I put a couple of guys on one section and I took the others farther downstream. By doing this we took up some great spots as I knew the hoards of diehards would be making their way downstream. Sure enough as the morning progress, I could hear the branches and twigs snapping as others looked in dismay as their favorite spots were occupied. It was pinner’s day out as every person walking by had a pin. Many years ago it would been guys with fly rods, spinning reels and the odd pinner. This section of the river is classic pinning water - wide, slow and shallow. The morning was chilly and the lines and rod tips constantly iced up giving us fits. Even though the water was cold, the fishing was decent as we caught enough fish to make those cold feet feel warmer. We didn't hear anything up stream and figure both of them were either beating the hole for one fish or hammering them and keeping the glory to themselves. After banging our section, I suggested we head upstream and see how they were doing. We all piled into the spot and managed to catch a couple more before calling it a day.

On Sunday it was another day of hole beating and I wanted to head farther downstream to check out some more water.
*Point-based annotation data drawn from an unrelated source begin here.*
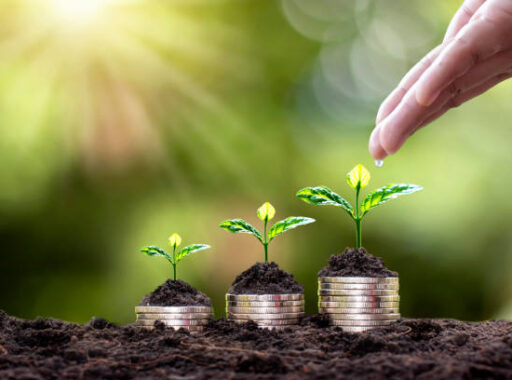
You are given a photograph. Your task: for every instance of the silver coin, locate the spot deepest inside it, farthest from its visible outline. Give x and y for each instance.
(265, 297)
(192, 329)
(334, 286)
(265, 310)
(358, 298)
(173, 309)
(358, 329)
(267, 316)
(174, 322)
(367, 317)
(175, 316)
(378, 305)
(361, 310)
(357, 292)
(361, 323)
(360, 280)
(270, 322)
(265, 303)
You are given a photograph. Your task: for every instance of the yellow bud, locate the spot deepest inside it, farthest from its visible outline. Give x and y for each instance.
(174, 240)
(266, 211)
(359, 177)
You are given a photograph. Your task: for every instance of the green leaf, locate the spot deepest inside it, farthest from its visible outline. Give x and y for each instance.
(323, 196)
(155, 251)
(184, 252)
(386, 193)
(239, 226)
(288, 224)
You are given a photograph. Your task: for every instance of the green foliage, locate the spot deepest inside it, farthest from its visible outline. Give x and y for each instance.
(265, 213)
(385, 194)
(240, 226)
(190, 249)
(323, 196)
(174, 241)
(288, 224)
(153, 250)
(358, 178)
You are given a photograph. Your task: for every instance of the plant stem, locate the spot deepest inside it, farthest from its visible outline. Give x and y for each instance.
(357, 220)
(174, 261)
(265, 242)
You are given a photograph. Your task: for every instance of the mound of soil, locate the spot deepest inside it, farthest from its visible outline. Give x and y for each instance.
(409, 349)
(265, 278)
(175, 293)
(356, 262)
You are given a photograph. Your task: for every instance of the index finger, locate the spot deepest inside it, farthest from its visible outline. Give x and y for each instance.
(462, 17)
(475, 41)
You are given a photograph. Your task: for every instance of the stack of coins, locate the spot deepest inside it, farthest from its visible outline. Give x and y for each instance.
(359, 304)
(271, 311)
(191, 318)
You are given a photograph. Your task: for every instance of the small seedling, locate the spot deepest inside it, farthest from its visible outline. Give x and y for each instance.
(265, 213)
(358, 178)
(177, 256)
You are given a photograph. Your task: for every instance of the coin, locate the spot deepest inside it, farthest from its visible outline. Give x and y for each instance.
(271, 322)
(357, 292)
(334, 286)
(337, 322)
(265, 310)
(173, 309)
(358, 329)
(265, 316)
(360, 280)
(358, 298)
(363, 317)
(192, 329)
(361, 310)
(175, 316)
(265, 297)
(265, 303)
(174, 322)
(358, 304)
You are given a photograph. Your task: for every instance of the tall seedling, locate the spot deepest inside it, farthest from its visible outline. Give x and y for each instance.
(358, 178)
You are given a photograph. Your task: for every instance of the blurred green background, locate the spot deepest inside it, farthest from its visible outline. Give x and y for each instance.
(123, 121)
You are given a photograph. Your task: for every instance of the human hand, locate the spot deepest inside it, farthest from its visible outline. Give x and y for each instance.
(476, 54)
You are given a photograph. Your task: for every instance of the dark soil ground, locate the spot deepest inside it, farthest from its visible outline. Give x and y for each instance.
(175, 293)
(356, 262)
(410, 349)
(265, 278)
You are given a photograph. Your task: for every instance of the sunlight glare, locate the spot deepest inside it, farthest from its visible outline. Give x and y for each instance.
(77, 11)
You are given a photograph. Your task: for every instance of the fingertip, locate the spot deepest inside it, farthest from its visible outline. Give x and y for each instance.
(388, 141)
(425, 97)
(374, 146)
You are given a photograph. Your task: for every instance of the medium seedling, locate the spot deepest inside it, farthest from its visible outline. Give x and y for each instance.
(177, 256)
(358, 178)
(265, 213)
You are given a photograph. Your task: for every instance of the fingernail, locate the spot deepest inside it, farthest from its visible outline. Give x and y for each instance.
(374, 147)
(426, 100)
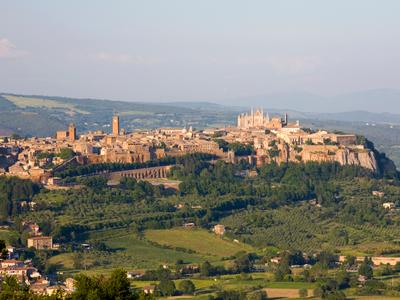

Today I was with one person and we hit the first spot where everybody was banging fish the day before. It was the same as yesterday - ice on the rods, anchor ice and a slow bite in the morning. We caught a couple here and there to keep the morning interesting. This was the latest I’ve fished this section of the river and usually I’m fishing it hard in the months of November and December. But whenever the river got down to fishable levels it blew out before the weekend. We started to walk downstream and nearly spot was occupied. Away from the cliffs the wind was a tad too strong and there was more slush. I felt it was too difficult to fish and I used the time to pointed out some good spots and suggested that when conditions were more favorable we would fish it. On the way back we noticed a spot was vacated and we decided to fish it. Most people think that spots fished early in the morning are usually pounded and often pass it up for something downstream. Since we were heading back I figured what the hell and started another round of beating the hole again. Sure enough we started hooking into fish and they had a hankering for fresh steelhead eggs. We ended the day early as there were more people near the access.

Monday was the day for the diehards as me, the Dfishinfool (Don) and one of his guides Trout (Travis) were going to hit the river hard. I took a floating holiday and knew the river would be vacant today. I arrived at a tardy 7:30A.M and it was a chilly morning and fishing would be tough as the temperature was going to stay in the upper 20s. That meant another day of flicking off ice from the guides and line. The plan was to hole hop on the way down to the 2 mile marker. We had every type of rod available today - spey, switch, regular fly and noodle. But from the get go the pin kicked ass. It was mostly fresh hens that fell for steelhead eggs tied in pink and chartreuse. Even though the hens looked fresh, Travis caught one and when he was ready for the money shot, she started to spit eggs out. Considering this is still winter, there have been reports of some people catching spawned out hens. We continued downstream and every spot gave up fish. Surprisingly it was the Dfishinfool himself - Don that was carrying a skunk around his neck and that is very unusual for him. But he took in stride and didn't seem to mind that others were enjoying the day.

It was an exhausting 4 out of 5 days of fishing and I'm happy that I was able to get out and fish with others that many would consider crazy for standing in freezing water all day to catch fish. Looking ahead the rivers will remain open as we recieved some rain Tuesday as it got the water levels slightly but enough to blow them out.


lambton said...

That's a sweet double striper! Good on ya brother!

Trotsky said...

I'll second that...that is an awesome buck!!!